When wanting to hide the keys in the images, Mr. Robot would have had two main concerns:

1. Making sure that the key isn’t too large to embed, since big files leave big tracks.
2. Requiring a password to access the encryption key, since obfuscation is not strong security.

Normally, to satisfy concern #2, you just encrypt your RSA key with a symmetric encryption algorithm (typically AES-256), In fact, that’s how most people store their RSA keys on disk. The problem with this approach is that the RSA key Mr. Robot is hiding is 4096 bits (512 bytes). That size begins to approach concern #1 territory. Not to mention, you typically anticipate RSA key to be only a few sizes (1024, 2048, and 4096 in most cases), and knowing the size of the message makes the steganalysis a bit easier.

The approach Mr. Robot uses here kinda addresses concern #1, as the code to recover the key is 13% smaller than the actual key.
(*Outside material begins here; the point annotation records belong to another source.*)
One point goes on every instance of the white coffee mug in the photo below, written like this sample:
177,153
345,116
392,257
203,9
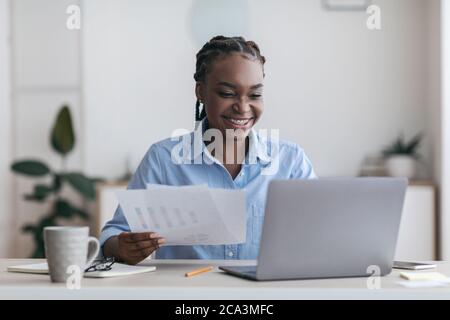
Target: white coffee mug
66,248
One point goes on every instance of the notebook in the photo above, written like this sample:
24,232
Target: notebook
117,270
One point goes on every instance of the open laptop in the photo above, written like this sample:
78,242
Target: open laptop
324,228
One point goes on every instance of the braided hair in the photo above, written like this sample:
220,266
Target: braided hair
220,46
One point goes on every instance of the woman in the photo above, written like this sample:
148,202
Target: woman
229,85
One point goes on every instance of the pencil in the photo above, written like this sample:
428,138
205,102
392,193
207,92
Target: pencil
198,271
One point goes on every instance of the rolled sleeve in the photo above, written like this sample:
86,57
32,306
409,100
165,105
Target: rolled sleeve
148,172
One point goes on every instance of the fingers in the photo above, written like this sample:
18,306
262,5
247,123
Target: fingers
138,236
134,246
143,253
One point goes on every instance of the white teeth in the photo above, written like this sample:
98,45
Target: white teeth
239,122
That’s not a huge difference, but hey, it’s better than nothing.

### Things I'd Change

Here are the things I’d have changed:

1. Use Ed25519 instead of RSA. Ed25519 has the benefit of genertating much smaller private keys (99.21% smaller than a 4096-bit RSA key) and so are great for this purpose. You can encrypt the key with AES-256 and end up with a very small binary blob you can hide in an image. Binary blobs don’t explain themselves like python code, however, so that might be a downside. Also quantum concerns of using an eliptic-curve cipher, but blegh.
2. Use a stronger key derivation function. PBKDF2 has a number of weaknesses. A far better choice would be Argon2, bcrypt, and scrypt; likely in that order. PBKDF2 is a NIST standard, but I think Mr. Robot is smarter enough not to concern himself with that.

# Parting Thoughts

Mr. Robot’s technical consultants never fail to impress. Much like the Silicon Valley folk who train mobile deep learning networks that recognise whether an image is of a hot dog or not, tech talk in Mr. Robot is both fundamental to the plot, and grounded in reality. Non-technical crowds might not be able to point out what about the tech in their shows is snake-oil, but authenticity is like good cinematography…​ most people don’t know what makes for a good scene, but you just inexplicably end up having a better experience.

Also, just a disclaimer: don’t use LSB-embedding for anything that actually matters; it’s pretty easy to sniff out in most cases.

## Changelog

1. 2017/12/26 14:45EST — Transcription error (“C” to “seed”). Thanks \u\xybur.